Dezz jerked Evan to his feet and locked the gun on Evan’s head.

‘Please run. Please cry. Please give me a reason to shoot you.’

Evan blinked against the bright lights. The lodge opened up into a broad foyer. Dim lights shone, but none of the glow slipped past the boarded-up windows. The furnishings of a lobby had been stripped clean, except for a wagon-wheel chandelier that hung from the ceiling. It had the air of an expensive building trying to look rustic, aimed at the ecotourist or hunting crowd.

‘I’m surprised you came out looking for me,’ Evan said. ‘Since you’re so scared of gators.’

Dezz drove a hard punch into Evan’s stomach, ramming him against the wall. He collapsed, fought to stay conscious. Dezz grabbed Evan’s throat, pulled him back to his feet.

‘You’re’ – he slammed Evan’s head against the wall – ‘a’ – slammed it again – ‘nothing,’ Dezz said, finishing with another head pound. ‘Famous film-maker. That counts for shit in the real world. You thought you were smarter than me and you’re just so unbelievably dumb.’ Dezz opened a piece of caramel, shoved the wrapper into Evan’s mouth.

Evan spat the wrapper out. Blood coursed down the back of his neck. ‘I talk with Jargo. Not you.’

A scream, born of terror and pain, broke from upstairs.

Evan froze; Dezz laughed. He prodded Evan with the gun. ‘Get your ass up there.’
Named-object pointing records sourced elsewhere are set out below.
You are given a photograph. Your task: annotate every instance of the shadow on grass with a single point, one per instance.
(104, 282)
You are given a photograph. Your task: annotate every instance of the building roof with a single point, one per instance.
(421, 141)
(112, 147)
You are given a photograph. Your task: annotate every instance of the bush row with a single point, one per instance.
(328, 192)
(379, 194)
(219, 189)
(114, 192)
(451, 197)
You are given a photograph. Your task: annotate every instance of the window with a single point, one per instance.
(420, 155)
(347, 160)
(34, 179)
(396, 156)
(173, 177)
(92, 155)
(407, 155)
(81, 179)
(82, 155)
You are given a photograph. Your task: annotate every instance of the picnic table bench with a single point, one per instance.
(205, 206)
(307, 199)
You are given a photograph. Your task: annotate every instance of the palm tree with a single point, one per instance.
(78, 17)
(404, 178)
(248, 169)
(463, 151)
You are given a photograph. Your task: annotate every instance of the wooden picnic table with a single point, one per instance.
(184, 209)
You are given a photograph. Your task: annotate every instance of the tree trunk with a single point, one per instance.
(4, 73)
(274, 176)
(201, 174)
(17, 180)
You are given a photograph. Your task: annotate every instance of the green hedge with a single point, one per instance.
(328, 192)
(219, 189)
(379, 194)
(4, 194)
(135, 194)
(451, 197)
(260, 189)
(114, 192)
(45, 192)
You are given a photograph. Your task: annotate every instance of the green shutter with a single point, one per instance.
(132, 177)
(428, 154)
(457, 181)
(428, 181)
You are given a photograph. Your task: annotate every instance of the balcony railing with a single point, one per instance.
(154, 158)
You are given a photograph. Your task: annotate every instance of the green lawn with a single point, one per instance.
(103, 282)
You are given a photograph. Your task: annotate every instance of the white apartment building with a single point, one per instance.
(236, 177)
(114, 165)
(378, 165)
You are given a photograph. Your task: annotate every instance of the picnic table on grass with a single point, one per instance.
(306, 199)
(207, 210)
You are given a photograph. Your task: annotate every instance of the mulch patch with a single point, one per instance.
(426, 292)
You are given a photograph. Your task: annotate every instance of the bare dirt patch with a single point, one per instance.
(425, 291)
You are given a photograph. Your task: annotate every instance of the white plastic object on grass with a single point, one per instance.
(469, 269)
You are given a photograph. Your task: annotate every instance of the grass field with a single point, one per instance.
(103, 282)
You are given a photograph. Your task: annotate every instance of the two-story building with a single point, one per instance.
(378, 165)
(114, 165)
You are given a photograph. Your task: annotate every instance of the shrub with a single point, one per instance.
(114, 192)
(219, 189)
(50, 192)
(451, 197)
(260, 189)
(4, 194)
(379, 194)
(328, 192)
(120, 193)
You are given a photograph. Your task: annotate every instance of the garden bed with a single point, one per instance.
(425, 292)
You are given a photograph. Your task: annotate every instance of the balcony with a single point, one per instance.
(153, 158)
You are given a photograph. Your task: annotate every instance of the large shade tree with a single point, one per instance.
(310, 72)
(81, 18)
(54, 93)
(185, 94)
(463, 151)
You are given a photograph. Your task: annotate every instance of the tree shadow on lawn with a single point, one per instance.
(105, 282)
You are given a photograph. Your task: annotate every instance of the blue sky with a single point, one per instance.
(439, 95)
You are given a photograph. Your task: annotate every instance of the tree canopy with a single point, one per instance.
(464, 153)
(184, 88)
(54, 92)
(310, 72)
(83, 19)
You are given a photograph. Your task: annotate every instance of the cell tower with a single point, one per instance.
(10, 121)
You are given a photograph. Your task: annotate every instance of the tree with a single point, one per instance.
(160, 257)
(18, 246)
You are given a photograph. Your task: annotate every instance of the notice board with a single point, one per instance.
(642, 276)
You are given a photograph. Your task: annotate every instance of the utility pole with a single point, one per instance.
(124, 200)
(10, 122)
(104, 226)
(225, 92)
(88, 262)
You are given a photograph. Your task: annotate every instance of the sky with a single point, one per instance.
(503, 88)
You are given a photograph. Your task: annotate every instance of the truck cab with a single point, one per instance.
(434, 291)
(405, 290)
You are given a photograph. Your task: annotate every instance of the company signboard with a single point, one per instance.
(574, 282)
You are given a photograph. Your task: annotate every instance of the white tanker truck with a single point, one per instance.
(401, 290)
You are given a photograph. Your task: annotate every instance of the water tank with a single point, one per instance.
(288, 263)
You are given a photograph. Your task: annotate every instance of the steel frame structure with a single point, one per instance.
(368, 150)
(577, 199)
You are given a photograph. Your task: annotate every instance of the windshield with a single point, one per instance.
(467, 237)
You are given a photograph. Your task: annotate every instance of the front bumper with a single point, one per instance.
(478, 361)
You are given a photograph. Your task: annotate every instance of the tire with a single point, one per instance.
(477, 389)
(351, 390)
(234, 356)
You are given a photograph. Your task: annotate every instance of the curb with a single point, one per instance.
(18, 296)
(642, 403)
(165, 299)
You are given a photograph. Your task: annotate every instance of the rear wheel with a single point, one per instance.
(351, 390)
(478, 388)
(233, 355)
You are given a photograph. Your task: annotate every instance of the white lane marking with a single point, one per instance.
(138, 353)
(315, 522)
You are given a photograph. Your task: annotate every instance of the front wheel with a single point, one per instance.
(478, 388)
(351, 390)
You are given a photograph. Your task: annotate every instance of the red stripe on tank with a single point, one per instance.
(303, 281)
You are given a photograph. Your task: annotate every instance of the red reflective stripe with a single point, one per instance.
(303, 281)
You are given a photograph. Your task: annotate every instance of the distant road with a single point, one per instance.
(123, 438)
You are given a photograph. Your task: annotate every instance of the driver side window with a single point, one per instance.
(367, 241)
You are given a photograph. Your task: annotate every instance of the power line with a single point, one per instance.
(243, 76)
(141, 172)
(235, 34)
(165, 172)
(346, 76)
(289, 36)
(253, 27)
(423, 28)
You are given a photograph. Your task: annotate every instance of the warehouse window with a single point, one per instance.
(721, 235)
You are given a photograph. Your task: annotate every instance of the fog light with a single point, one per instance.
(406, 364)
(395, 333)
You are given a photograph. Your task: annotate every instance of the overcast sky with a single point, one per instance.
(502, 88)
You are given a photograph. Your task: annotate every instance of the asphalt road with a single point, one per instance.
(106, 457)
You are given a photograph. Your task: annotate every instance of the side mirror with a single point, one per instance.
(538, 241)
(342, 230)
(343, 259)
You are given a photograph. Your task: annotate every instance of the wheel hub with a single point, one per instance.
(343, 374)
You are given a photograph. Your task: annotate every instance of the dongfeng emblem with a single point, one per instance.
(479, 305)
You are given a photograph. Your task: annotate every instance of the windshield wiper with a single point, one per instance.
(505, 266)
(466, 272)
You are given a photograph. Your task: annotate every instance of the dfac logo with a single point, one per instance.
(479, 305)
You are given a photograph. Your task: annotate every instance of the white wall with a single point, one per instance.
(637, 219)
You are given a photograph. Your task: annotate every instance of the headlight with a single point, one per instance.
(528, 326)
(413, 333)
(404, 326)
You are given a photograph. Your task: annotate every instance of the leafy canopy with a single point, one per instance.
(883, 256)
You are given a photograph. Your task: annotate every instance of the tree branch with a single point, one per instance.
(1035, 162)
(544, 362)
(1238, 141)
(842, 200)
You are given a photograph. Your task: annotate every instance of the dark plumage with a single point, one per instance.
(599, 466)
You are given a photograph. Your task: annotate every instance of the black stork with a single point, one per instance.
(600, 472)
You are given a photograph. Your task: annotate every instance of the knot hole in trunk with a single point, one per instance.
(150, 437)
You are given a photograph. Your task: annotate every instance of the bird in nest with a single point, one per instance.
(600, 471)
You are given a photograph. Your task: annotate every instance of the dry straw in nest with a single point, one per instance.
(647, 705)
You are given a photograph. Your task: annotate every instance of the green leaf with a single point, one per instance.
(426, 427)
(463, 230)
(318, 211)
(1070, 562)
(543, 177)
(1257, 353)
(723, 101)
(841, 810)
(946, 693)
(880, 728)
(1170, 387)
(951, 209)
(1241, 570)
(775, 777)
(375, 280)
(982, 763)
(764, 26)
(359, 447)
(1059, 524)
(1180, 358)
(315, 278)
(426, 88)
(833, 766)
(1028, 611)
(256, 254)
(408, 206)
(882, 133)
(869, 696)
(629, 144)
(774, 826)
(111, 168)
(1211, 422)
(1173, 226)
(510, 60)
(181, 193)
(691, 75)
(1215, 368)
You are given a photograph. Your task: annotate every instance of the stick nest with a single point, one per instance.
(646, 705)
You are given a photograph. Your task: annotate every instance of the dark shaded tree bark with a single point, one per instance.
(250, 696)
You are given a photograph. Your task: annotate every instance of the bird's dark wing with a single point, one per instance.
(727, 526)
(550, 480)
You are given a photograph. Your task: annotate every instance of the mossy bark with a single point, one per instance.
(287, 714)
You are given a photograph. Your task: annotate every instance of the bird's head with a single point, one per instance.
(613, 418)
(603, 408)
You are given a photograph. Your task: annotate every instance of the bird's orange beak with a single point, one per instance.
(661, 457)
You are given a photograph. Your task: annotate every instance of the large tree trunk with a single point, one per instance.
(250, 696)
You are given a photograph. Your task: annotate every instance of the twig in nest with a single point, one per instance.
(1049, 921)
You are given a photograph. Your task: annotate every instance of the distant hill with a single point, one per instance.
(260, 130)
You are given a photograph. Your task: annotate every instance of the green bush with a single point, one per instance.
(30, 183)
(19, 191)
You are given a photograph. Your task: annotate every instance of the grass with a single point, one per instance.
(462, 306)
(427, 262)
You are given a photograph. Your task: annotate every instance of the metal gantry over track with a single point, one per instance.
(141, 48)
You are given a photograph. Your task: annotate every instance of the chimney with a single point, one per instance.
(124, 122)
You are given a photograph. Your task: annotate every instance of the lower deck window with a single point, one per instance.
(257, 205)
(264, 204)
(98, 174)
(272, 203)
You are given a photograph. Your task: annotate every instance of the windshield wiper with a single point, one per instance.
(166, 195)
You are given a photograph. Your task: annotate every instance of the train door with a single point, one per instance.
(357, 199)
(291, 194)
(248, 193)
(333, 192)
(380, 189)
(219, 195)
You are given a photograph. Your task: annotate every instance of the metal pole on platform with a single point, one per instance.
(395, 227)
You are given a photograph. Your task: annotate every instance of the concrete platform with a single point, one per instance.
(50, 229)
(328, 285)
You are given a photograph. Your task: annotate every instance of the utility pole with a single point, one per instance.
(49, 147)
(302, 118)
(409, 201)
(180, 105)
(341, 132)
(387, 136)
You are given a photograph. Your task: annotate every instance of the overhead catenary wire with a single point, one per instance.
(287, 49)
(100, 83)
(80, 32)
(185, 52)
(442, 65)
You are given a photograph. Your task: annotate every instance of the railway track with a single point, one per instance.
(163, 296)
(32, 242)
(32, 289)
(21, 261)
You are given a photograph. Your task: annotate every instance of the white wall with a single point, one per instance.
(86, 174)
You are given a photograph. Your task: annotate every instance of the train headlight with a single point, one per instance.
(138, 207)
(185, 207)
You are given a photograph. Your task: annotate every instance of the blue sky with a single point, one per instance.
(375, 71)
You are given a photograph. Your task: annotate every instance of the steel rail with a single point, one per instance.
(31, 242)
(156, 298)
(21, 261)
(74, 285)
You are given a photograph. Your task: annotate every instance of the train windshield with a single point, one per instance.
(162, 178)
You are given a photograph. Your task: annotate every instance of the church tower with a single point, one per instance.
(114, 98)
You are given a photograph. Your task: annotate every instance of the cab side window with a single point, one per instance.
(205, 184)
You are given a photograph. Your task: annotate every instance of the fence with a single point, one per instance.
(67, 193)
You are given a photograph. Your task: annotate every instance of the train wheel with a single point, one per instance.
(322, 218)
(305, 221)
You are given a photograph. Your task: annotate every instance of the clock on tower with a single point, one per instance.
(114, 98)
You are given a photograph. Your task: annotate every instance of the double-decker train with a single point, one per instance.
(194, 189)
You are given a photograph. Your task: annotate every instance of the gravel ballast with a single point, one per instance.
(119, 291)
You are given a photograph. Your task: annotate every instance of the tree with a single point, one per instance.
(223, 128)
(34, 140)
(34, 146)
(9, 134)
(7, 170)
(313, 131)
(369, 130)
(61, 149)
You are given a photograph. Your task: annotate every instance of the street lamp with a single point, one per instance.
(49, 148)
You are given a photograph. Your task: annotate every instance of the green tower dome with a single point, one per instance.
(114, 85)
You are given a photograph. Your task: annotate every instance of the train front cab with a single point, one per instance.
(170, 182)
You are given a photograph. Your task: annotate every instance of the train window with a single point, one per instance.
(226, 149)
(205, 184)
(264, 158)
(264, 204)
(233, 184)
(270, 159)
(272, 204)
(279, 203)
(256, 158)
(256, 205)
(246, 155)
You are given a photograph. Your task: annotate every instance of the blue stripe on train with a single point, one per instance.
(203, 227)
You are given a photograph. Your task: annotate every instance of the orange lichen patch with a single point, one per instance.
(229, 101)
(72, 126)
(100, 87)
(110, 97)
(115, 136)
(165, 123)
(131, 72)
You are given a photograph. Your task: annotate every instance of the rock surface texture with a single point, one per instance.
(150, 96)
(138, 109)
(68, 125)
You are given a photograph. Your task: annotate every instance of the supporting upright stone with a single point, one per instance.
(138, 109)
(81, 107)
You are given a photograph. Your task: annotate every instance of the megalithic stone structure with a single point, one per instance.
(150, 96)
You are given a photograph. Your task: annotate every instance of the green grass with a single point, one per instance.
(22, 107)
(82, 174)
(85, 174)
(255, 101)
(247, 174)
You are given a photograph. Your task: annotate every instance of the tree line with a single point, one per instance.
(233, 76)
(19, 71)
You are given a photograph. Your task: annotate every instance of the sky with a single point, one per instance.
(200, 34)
He pushed Evan up the curving grand staircase. ‘Girl Scout’s a screamer. I bet you knew. I bet you scream, too. I bet you cry first, then you piss yourself, then you scream your throat raw. When I’m done with you, I’ll have to take notes so I don’t forget.’ The staircase led to a wide hallway with four doors, all but one shut. Boards covered the window at the end of the hall. Dezz pushed Evan into a room.

The room had once been a conference space, where people sat with open binders, fought off meeting fatigue, watched droning presentations about sales projections or revenue figures, and probably all wished they were out fishing or hunting in the Everglades instead of deciphering a pie chart. They would have drunk coffee or ice water or sodas cold from a bowl filled with ice. Muffin tray in the middle.

Now the table and the drinks were gone, and Jargo stood, holding a red-stained knife and a pair of pliers. He stared at Evan with a cold, fierce hatred, then stepped aside so Evan could see.